Usage

Command Line Scripts

After installing the vegindex package, two python command line scripts will be installed:

  • generate_roi_timeseries
  • generate_summary_timeseries

The first script generates summary statistics for a Region of Interest (ROI) for each image which passes certain basic selection criteria and writes the results to a CSV file. The second script reads in this file and then calculates either 1-day or 3-day summary statistics for the images in this time period. For each time period a single line in the CSV file is produced.

Setting up the Data Directory

The vegindex package is designed to work with images downloaded from the PhenoCam network server. To download images you can go to the data tab at the project website.

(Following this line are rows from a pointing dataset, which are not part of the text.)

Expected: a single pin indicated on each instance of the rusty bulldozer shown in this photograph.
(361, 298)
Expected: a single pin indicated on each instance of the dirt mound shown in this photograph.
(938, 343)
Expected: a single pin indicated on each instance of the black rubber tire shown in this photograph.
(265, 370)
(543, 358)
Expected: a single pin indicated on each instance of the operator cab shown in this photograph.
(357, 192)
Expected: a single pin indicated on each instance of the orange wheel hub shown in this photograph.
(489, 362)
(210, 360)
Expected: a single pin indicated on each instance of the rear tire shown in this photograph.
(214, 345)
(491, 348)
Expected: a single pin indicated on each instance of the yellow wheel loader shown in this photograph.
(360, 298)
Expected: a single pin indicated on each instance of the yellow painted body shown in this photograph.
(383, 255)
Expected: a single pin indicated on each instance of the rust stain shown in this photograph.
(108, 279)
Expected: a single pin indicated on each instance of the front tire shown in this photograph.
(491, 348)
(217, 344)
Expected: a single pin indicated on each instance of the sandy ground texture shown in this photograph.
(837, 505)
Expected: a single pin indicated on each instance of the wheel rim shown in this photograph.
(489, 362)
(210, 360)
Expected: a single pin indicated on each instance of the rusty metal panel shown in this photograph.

The images you select come in a zip file with a specific directory structure. For example if we download data from the harvard site.

harvard
├── 2009
│   ├── 01
│   │   ├── harvard_2009_01_01_110135.jpg
│   │   ├── harvard_2009_01_01_113135.jpg
│   │   ├── harvard_2009_01_01_120135.jpg
 .
 .
 .

│   └── 06
│       ├── harvard_2009_06_01_110139.jpg
│       ├── harvard_2009_06_01_113139.jpg
│       ├── harvard_2009_06_01_120139.jpg
│       └── harvard_2009_06_01_123139.jpg
├── harvard_meta.json
└── harvard_meta.txt

where the we have a top level directory for sitename then subdirectories for four-digit year and two-digit month, with the image files in the month directories.

ROI Lists and Masks

Once you’ve selected and downloaded the data you would like to process you will need to set up a region of interest (ROI) using an ROI List file and the associated ROI Mask images.

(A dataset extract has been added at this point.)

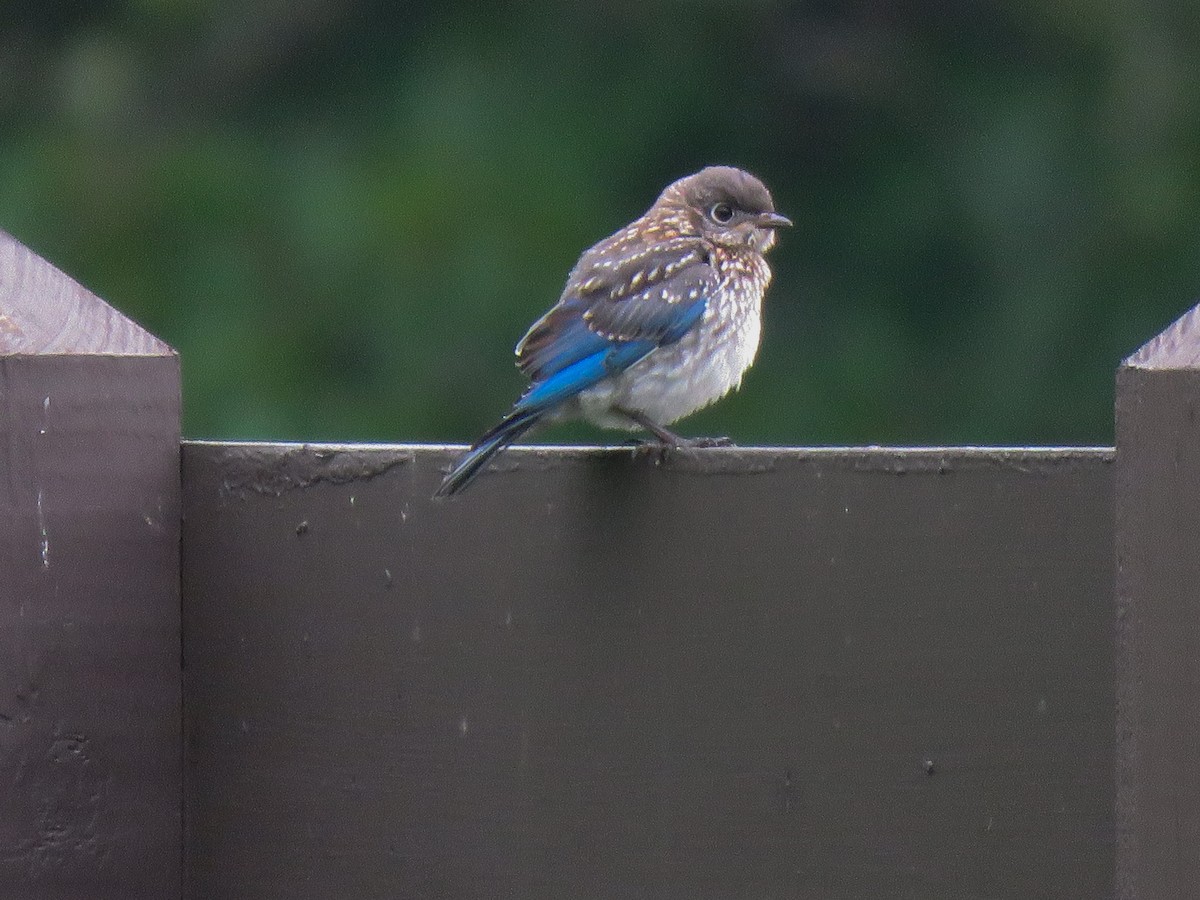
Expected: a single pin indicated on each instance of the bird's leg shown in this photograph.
(669, 439)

The ROI List file is a simple text file with a list of ROI mask images and the dates for which the masks are valid. The ROI List format description can be found on this page Here’s a simple example where there is only one mask file:

#
# ROI List for harvard
#
# Site: harvard
# Veg Type: DB
# ROI ID Number: 0001
# Owner: tmilliman
# Creation Date: 2012-07-12
# Creation Time: 11:42:00
# Update Date: 2014-12-17
# Update Time: 13:55:25
# Description: Deciduous trees in foreground
#
start_date,start_time,end_date,end_time,maskfile,sample_image
2008-04-04,00:00:00,9999-01-01,00:00:00,harvard_DB_0001_01.tif,harvard_2008_04_30_133137.jpg

If there are field-of-view shifts you may need additional lines in the list and more mask images. The list file and the mask images need to be placed in a directory named ROI under the site name i.e.:

harvard
└── ROI
    ├── harvard_DB_0001_01.tif
    └── harvard_DB_0001_roi.csv

This file naming convention must also be followed. So the ROI List has the form:

<sitename>_<ROI-type>_<ROI-sequence-no>_roi.csv

and the associated masks are named according to the convention:

<sitename>_<ROI-type>_<ROI-sequence-no>_<mask_index>.tif

where the “<mask_index>” in the form nn is the number in the list of the mask file starting with 01 (e.g. 01, 02, 03, etc.). For the timeseries displayed on the PhenoCam Network website. The ROI List files and the ROI Mask images are available for download from one of the ROI Pages on our site e.g. ROI page for harvard DB_0001

Generating the ROI Image Statistics file

The generate_roi_timeseries script reads in the ROI List file and ROI Mask images. Then for each image found within the timeperiods in the ROI List it calculates image statistics over the ROI. You can get help for

$ generate_roi_timeseries -h
usage: generate_roi_timeseries [-h] [-v] [-n] site roiname

positional arguments:
site           PhenoCam site name
roiname        ROI name, e.g. DB_0001

optional arguments:
-h, --help     show this help message and exit
-v, --verbose  increase output verbosity
-n, --dry-run  Process data but don't save results

The script needs to know where the site images are located. By default it assumes that the site level image directory is at:

/data/archive/<sitename>

If the images downloaded are in another location, for example /mydata/directory/harvard, you can set an an environment variable to specify the path to the images:

export PHENOCAM_ARCHIVE_DIR=/mydata/directory/

or

set PHENOCAM_ARCHIVE_DIR=/mydata/directory/

Here’s an example command line session:

$ export PHENOCAM_ARCHIVE_DIR=~/Downloads/phenocamdata/
$ generate_roi_timeseries harvard DB_0001
Images processed: 594
Images added to CSV: 594
Total: 594

The output format for the “All Image” file can be found here

Generating the 1-day and 3-day Summary Files

The generate_summary_timeseries script reads in the “All-Image” file and calculates summary statistics for the 1-day or 3-day period:

$ generate_summary_timeseries -h
usage: generate_summary_timeseries [-h] [-v] [-n] [-p [{1,3}]] site roiname

positional arguments:
site                  PhenoCam site name
roiname               ROI name, e.g. canopy_0001

optional arguments:
-h, --help            show this help message and exit
-v, --verbose         increase output verbosity
-n, --dry-run         Process data but don't save results
-p [{1,3}], --aggregation-period [{1,3}]
                      Number of Days to Aggregate (default=1)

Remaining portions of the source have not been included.